Africa should now strive for economic liberation

EMELDA Musonda.

TODAY, May 25, Zambia joins the rest of the continent in commemorating the Africa Freedom Day. Africa Freedom Day (now Africa Day) was founded in 1958 during the first Conference of Independent African States in Ghana.
The day was set apart to commemorate the political liberation of African countries which had been under the shackles of colonialism for a long time.
During the scramble for Africa in the 19th century European powers divided Africa and its resources into political partitions at the Berlin Conference of 1884-85.
By 1905 the African soil was almost completely controlled by European governments with exceptions of Liberia (which had been settled by Africa-American former slaves) and Ethiopia (which had successfully resisted colonialism from Italy.
Colonialism deprived Africans of important natural resources like minerals and was the main cause of economic devastation, cultural confusion and geopolitical division, among others.
Africa Freedom Day was therefore established to celebrate liberation progress and act as a symbol of determination by the African people to free themselves from foreign domination and exploitation
In 1958 only 11 countries were independent, and between then and 1963, 17 more countries were liberated from colonial rule, bringing the number to 31.
On May 25, 1963 the leaders of the 31 countries convened a summit to found the Organisation of African Unity (OAU), now the African Union, in Addis Ababa, Ethiopia. The leaders renamed Africa Freedom Day as “African Liberation Day” and changed its date to May 25 from 15th.

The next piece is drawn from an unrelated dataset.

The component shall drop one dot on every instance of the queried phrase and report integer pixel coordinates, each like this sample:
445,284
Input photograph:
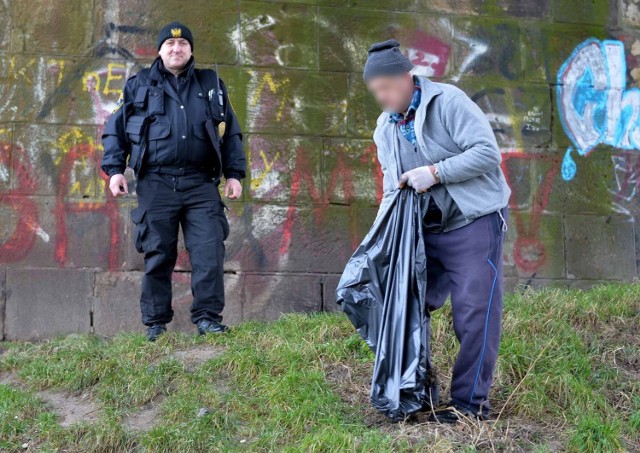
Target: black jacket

Today Africa celebrates the political liberation of its over 50 countries.
While this achievement is worth celebrating considering the price our founding fathers paid for it, Africa needs to realise that without economic independence the liberation story is incomplete.
Yes, our founding fathers did their part to ensure that political power was handed back to the indigenous Africans. It is therefore the responsibility of this generation to ensure that economic power is handed back, too.
It should concern us that after over five decades of political liberation, no single African country has transitioned to the developed cluster.
The continent’s biggest economies, like Nigeria and South Africa, are also nowhere near the benchmark.
Over 50 years after the political emancipation, Africa is still that beggar that is constantly knocking on the doors of the very European powers that were ousted for aid.
This has made the continent vulnerable to economic exploitation.
We have seen many colonialists come back to Africa in the name of investors and yet all they do is reap us off our natural resources for the benefit of their countries.
The only difference between colonial days and now is that this time they plunder resources with our permission.
During the privatisation era, memories are still fresh how as a country we sold our mines to foreigners for a song.
Major economic activities such as mining, manufacturing and construction, among others, are still largely dominated and controlled by foreigners in most African countries.
Not until Africans begin to command the lion’s share of economic activities on our continent, Africa Freedom Day may mean very little.
The responsibility to ensure that Africa claims back its economic birth right lies squarely on the shoulders of today’s generation.
Today’s generation will do well to emulate the spirit of unity and patriotism exhibited by our African founding fathers during the liberation struggle.
During the struggle, founding fathers like Dr Kenneth Kaunda and his compatriots worked not only for the liberation of their individual countries but the continent as a whole.
This is why Zambia was instrumental in the liberation of southern Africa.
This is what we need even today. African countries need to unite in fighting against economic slavery.
African countries should move away from singing intra-trade to implementation.
When trading with another African country, there is need to exhibit the brotherhood spirit to ensure a win-win situation as opposed to exploiting the weaker part.
This is the only way Africa will collectively develop strong economies.
Africa is endowed with vast natural resources such as minerals, oil, arable land and many others. There is therefore no justification for the continent to continue being dependent on former colonial masters whose interests do not match ours.
As we celebrate Africa Freedom Day today, let us remember that the victory is incomplete or indeed illusionary without economic liberation.
Our founding fathers passed on the baton; it is now up to the current generation to finish the race through economic liberation.
Let us aspire for a time when Africa will command a fair share of trade and economic power on the global stage.
The author is Zambia Daily Mail editorials editor.